Recipe for Disaster: Why the Prospect of Calorie Content on Menus Fills me with Dread

As part of the government’s campaign to reduce obesity, Boris Johnson plans to include the calorie content of food and drinks on restaurant menus. For me, and undoubtedly many others, this seems like an alarming threat to public wellbeing. 

Trigger Warning: discussion around disordered eating, body image issues and harmful diet culture.

Disclaimer: Issues around eating are complex and my experience does not reflect all.

In my late teenage years, I was fixated on calories. My days at Sixth Form consisted of excessive notetaking and planning around how many calories I would consume and, if I had eaten lunch, how many I would subsequently burn at the gym. Ignoring their flavours and health benefits, foods were reduced to mere digits in my mind as I navigated an excessive and unhealthy bid to lose weight. 

Meals out at restaurants were particularly challenging as I would obsessively flit between what I actually wanted to eat and what I believed fitted with my reduced calorie intake, always settling on the latter. This decision was made easier by the availability of the menu’s calorie information online, which allowed me to maintain my rigid and unhealthy routine. Where available, I would research the nutritional information of menus beforehand, working out which options felt ‘safe’, and whether they would leave room for drinks, a starter or a dessert. Using this information, I would pre-plan my meals, almost always opting for an undressed salad and avoiding anything from pasta and pizza to rich sauces. This information therefore helped to solidify a flawed perception of food and eating. It also allowed my unreasonable desire to diet to come to fruition, despite being seventeen years old, emotionally unstable and already underweight. I refrained from eating foods I loved due to the dreaded number that accompanied them. With calories always on my mind, the joy of eating out became an incredibly complex, unpleasant and guilt-laden experience.

This extreme meal-planning ahead of restaurant visits is fortunately a thing of the past: after years of anti-depressants and therapy, as well as a huge dose of will power, I now eat intuitively. I choose my meals based on what I crave and how hungry I feel; I do my best to not perceive rich foods in a harmful way. However, the prospect of having calorie information forced in front of me as I browse through a menu poses a new threat to this progress.

For those suffering with unhealthy or disordered eating habits, the government’s plan is dangerous, wrongly reinforcing the centrality of calories and impeding the option of eating intuitively. This concern has been echoed by eating disorder charities such as Beat. Beat’s Chief Executive has previously emphasised the distress and harm that can be caused by calorie labels, arguing that the government’s approach is ‘counter-productive’. Indeed, by reducing a meal to its calorie content, the government will discourage people from eating what they want, in turn reinforcing unhealthy physical or psychological habits. For even the most emotionally-stable diners, calorie information risks introducing a negative and short-sighted way of thinking about food and health, based on numbers rather than the complexity of individual needs. This proposal is in particularly bad taste after months of nationwide lockdown, which seemed to foster widespread anxiety around weight gain.

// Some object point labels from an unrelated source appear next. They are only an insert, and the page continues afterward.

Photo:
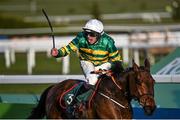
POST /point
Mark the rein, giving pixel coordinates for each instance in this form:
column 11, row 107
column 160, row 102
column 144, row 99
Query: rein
column 109, row 73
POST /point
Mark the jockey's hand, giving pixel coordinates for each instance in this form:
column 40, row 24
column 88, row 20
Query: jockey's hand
column 54, row 52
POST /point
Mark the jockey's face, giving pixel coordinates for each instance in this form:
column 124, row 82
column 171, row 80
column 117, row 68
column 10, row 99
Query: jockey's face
column 91, row 37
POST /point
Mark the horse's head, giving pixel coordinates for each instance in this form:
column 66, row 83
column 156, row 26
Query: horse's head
column 144, row 84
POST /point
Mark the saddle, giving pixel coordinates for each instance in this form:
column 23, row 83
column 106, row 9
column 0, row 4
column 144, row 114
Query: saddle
column 70, row 102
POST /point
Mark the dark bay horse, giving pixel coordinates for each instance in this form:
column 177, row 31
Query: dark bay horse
column 111, row 98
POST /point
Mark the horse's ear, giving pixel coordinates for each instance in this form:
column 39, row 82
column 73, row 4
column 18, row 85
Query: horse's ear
column 147, row 64
column 135, row 66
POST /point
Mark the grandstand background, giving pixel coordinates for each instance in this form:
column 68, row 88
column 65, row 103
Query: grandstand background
column 140, row 28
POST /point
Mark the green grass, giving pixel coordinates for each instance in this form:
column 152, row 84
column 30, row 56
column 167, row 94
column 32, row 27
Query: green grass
column 15, row 111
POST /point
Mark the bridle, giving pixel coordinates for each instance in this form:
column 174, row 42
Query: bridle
column 144, row 95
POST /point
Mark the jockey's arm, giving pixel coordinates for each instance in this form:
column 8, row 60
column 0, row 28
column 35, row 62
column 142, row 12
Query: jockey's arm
column 66, row 50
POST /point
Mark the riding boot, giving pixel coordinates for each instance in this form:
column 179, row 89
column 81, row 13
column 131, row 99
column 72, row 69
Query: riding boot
column 84, row 97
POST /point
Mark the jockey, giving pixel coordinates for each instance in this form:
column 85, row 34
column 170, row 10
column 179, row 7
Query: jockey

Including calorie counts also seeks to demonise foods, sharpening the divide between those deemed good (low-calorie) and bad (calorific). Using a simple calorie count as a measure ignores the nuances of food and nutrition, reducing even the healthy fats and necessary carbohydrates to large, daunting digits. This is an unreliable indicator of health. Whilst nuts, for example, have a higher calorie count than other foods of their size, they are full of healthy properties such as fats, proteins and fibres. Nuts are also valuable for the energy they release- a positive product of their calorie content. According to the government’s harmful rhetoric, however, nuts appear ‘bad’.

Thus, with a deceptive focus on calories, the government’s approach to tackling obesity seems negligent. Instead of investigating the systemic roots of the health problem, such as the prices of nutritious food in supermarkets and socioeconomic disparities, the government will embark on a hostile campaign, sowing seeds of guilt and self-blame among the public. In turn, this plan for ‘public health’ will have an adverse effect, putting many people’s mental wellbeing in jeopardy.